Poster Presentation Eradicate Cancer 2018

TCR silencing with shRNA as a foundation for a bank of allogeneic CAR19 T-cells generated by single-step genetic modification using the piggyBac transposase (#102)

David C Bishop 1 2 3 , David J Gottlieb 1 2 3 4 , Kenneth P Micklethwaite 1 2 3 4
  1. Westmead Institute for Medical Research, Westmead, NSW, Australia
  2. Department of Haematology, Westmead Hospital, Westmead, NSW, Australia
  3. Sydney Medical School, The University of Sydney, Sydney, NSW, Australia
  4. Sydney Cellular Therapies Laboratory, Pathology West, Westmead, NSW, Australia

Aim: Autologous CD19-specific CAR (CAR19) T-cells have shown remarkable efficacy against B-cell malignancies, but manufacture of individualised products is expensive, delays patient treatment and is unfeasible in patients with insufficient healthy T-cells. We sought to evaluate TCR suppression by short hairpin RNA (shRNA) in low-cost piggyBac-generated CAR T-cells, in order to generate a ready-made allogeneic product devoid of alloreactivity.

Methods: PiggyBac transposon plasmids were generated for expression of CAR19-28z alone, or additionally with shRNA against either TCRα-chain or TCRβ-chain (shRNA designed by Takara Bio Inc). T-cells isolated by immunomagnetic separation were electroporated with piggyBac transposon and transposase plasmids (n=3 donors per construct), and expanded over 22 days via CD19 stimulation with IL-15 support. TCRneg cells were enriched by immunomagnetic CD3 depletion in CAR T-cell cultures that had been transfected with shRNA, to create a final product. Final products were further cultured to ensure stability of TCR suppression.

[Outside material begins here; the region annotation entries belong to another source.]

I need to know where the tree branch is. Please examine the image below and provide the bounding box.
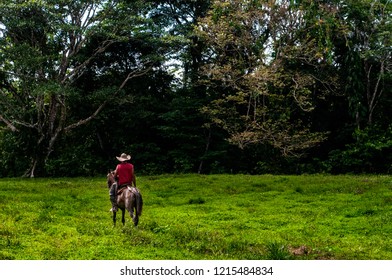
[64,66,152,132]
[0,115,19,132]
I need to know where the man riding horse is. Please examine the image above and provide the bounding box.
[109,153,136,212]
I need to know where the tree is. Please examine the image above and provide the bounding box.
[197,0,336,156]
[0,0,149,177]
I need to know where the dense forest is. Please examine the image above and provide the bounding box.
[0,0,392,177]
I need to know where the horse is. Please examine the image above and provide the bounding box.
[107,171,143,226]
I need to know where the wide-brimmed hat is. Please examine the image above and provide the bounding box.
[116,153,131,161]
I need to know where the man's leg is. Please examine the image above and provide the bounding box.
[109,183,117,212]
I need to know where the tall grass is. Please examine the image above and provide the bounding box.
[0,175,392,260]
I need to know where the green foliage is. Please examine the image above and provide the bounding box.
[329,126,392,173]
[0,175,392,260]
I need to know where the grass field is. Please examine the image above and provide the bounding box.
[0,175,392,260]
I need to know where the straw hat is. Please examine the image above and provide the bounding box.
[116,153,131,162]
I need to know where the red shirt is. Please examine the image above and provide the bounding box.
[116,162,133,186]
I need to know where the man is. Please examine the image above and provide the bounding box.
[109,153,136,212]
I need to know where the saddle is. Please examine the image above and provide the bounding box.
[117,184,139,195]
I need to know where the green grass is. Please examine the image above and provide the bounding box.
[0,175,392,260]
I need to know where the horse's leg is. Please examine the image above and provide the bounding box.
[129,198,139,226]
[121,209,125,225]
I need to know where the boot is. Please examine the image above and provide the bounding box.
[110,195,118,212]
[109,183,118,212]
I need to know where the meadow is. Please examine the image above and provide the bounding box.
[0,174,392,260]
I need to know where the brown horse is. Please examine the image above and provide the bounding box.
[107,171,143,226]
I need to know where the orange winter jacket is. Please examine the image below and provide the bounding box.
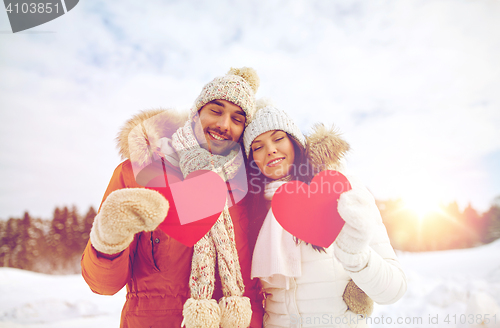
[81,111,263,328]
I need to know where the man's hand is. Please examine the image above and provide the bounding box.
[90,188,169,255]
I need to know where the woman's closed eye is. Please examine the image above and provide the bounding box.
[252,146,262,152]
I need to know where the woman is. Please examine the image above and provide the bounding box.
[243,101,406,327]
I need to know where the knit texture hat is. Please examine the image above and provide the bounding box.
[191,67,260,126]
[243,98,306,157]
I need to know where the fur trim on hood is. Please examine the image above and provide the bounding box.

Results: CAR T-cell final products had expanded over 100-fold. Overall, the proportion of T cells with the desired TCRnegCAR+ phenotype varied significantly (5% for CAR19-28z alone, 41% with additional TCRα-chain shRNA and 70% with additional TCRβ-chain shRNA). CAR expression on T-cells was robust with CAR19-28z alone or with additional TCRβ-chain shRNA (96% and 98%, respectively), but was significantly lower with additional TCRα-chain shRNA (56%). The proportion of CAR T-cells that were TCRneg was significantly greater with additional TCRα-chain and TCRβ-chain shRNA (74% and 71%, respectively) compared to CAR19-28z alone (5%). TCR silencing was stable over a further 42 days with TCRβ-chain shRNA, but not TCRα-chain shRNA (CAR T-cells lacking TCR: 71% vs 1%, respectively).

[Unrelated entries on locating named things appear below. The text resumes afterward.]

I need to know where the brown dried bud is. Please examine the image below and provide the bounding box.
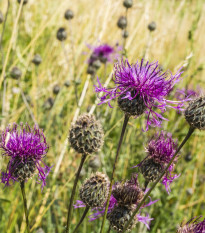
[185,96,205,130]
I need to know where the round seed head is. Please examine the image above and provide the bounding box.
[118,95,146,116]
[107,205,137,232]
[123,0,133,8]
[112,180,144,205]
[122,30,129,38]
[69,114,104,154]
[10,66,22,80]
[117,16,127,29]
[9,160,36,182]
[53,84,60,95]
[64,80,70,87]
[89,156,101,169]
[64,9,74,20]
[139,158,163,182]
[148,21,157,32]
[56,28,67,41]
[80,172,110,208]
[87,65,96,75]
[32,54,42,66]
[0,11,4,24]
[17,0,28,5]
[185,96,205,130]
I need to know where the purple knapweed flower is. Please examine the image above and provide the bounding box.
[135,131,179,193]
[74,175,158,229]
[95,59,189,130]
[88,44,121,65]
[0,123,51,187]
[177,216,205,233]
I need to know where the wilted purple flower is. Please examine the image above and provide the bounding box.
[177,216,205,233]
[95,59,185,130]
[0,123,51,187]
[88,44,121,65]
[135,131,179,193]
[74,175,158,229]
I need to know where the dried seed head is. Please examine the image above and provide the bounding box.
[64,9,74,20]
[89,156,101,169]
[122,30,129,38]
[17,0,28,5]
[118,95,146,116]
[148,21,157,32]
[69,114,104,154]
[139,158,163,182]
[185,96,205,130]
[107,205,137,232]
[117,16,127,29]
[123,0,133,8]
[10,160,36,182]
[53,84,60,95]
[0,11,4,24]
[112,179,144,205]
[56,28,67,41]
[32,54,42,66]
[10,66,22,80]
[80,172,110,208]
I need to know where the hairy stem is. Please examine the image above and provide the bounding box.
[100,114,130,233]
[73,206,90,233]
[122,127,195,233]
[20,181,30,233]
[65,154,87,233]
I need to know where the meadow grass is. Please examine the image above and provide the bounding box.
[0,0,205,233]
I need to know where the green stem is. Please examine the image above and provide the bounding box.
[122,127,195,233]
[65,154,87,233]
[100,114,130,233]
[20,181,30,233]
[73,206,90,233]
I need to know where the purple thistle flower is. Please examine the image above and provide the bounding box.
[177,216,205,233]
[88,44,121,65]
[135,131,179,193]
[74,175,158,229]
[95,59,189,130]
[0,123,51,188]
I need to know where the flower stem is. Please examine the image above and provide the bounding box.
[73,206,90,233]
[122,127,195,233]
[20,181,30,233]
[65,154,87,233]
[100,114,130,233]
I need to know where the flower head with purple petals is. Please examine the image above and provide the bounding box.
[135,131,179,193]
[0,123,51,187]
[88,44,121,65]
[177,216,205,233]
[95,59,189,130]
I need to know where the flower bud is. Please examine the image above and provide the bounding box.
[148,21,157,32]
[32,54,42,66]
[56,27,67,41]
[80,172,110,208]
[107,205,137,232]
[185,96,205,130]
[118,93,147,116]
[10,66,22,80]
[117,16,127,29]
[123,0,133,8]
[69,114,104,154]
[64,9,74,20]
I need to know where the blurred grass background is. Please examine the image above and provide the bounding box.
[0,0,205,233]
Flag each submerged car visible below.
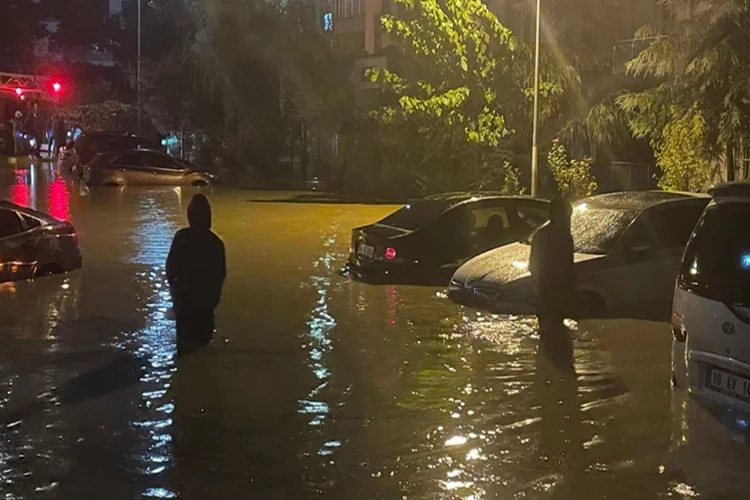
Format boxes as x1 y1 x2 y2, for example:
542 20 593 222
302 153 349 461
672 182 750 412
82 149 217 186
448 191 710 317
0 201 82 282
347 192 549 284
57 132 159 171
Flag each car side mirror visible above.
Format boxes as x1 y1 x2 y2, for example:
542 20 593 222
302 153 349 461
625 243 651 260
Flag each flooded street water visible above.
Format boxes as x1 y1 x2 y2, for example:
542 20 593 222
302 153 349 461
0 165 750 500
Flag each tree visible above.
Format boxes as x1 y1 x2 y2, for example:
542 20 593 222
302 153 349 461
655 109 711 192
370 0 560 193
48 0 109 50
547 139 597 201
618 0 750 184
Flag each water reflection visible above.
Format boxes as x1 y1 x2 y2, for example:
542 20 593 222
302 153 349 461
0 166 750 500
534 327 583 498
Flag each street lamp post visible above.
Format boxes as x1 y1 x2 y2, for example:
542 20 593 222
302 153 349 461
532 0 542 196
135 0 141 135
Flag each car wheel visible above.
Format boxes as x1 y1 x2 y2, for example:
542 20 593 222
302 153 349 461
573 292 607 319
35 264 65 278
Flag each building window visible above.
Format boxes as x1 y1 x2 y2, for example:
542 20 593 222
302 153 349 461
323 12 333 31
333 0 365 19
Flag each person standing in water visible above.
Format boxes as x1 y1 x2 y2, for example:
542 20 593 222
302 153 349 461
167 194 227 356
529 198 574 329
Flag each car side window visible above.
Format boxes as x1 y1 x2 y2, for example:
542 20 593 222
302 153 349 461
0 208 24 238
146 153 182 170
21 214 42 230
625 205 704 252
516 203 549 231
469 205 509 230
113 153 144 167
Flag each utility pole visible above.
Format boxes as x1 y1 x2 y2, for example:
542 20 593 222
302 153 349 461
531 0 542 196
135 0 141 135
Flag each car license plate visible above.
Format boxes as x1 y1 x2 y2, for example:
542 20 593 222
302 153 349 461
357 245 375 259
706 367 750 402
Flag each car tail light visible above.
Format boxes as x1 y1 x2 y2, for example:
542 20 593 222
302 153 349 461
672 312 687 343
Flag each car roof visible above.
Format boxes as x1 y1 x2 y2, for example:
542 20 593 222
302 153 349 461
82 130 148 140
99 148 167 155
579 190 709 212
0 200 62 224
414 191 549 205
708 180 750 202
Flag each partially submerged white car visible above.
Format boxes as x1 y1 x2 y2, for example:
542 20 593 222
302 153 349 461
672 181 750 413
448 191 710 317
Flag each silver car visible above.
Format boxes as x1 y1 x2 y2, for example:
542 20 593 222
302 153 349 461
449 191 710 316
82 149 217 186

Conclusion: CAR19 T-cells with stably suppressed TCR were successfully generated by introducing genes for both CAR and shRNA against TCRβ-chain into T-cells via single-step genetic modification with the piggyBac transposase system. This platform could form the foundation for a bank of inexpensive allogeneic TCRneg CAR T-cells with low GVHD potential, suitable for rapid treatment of many partially HLA-matched recipients.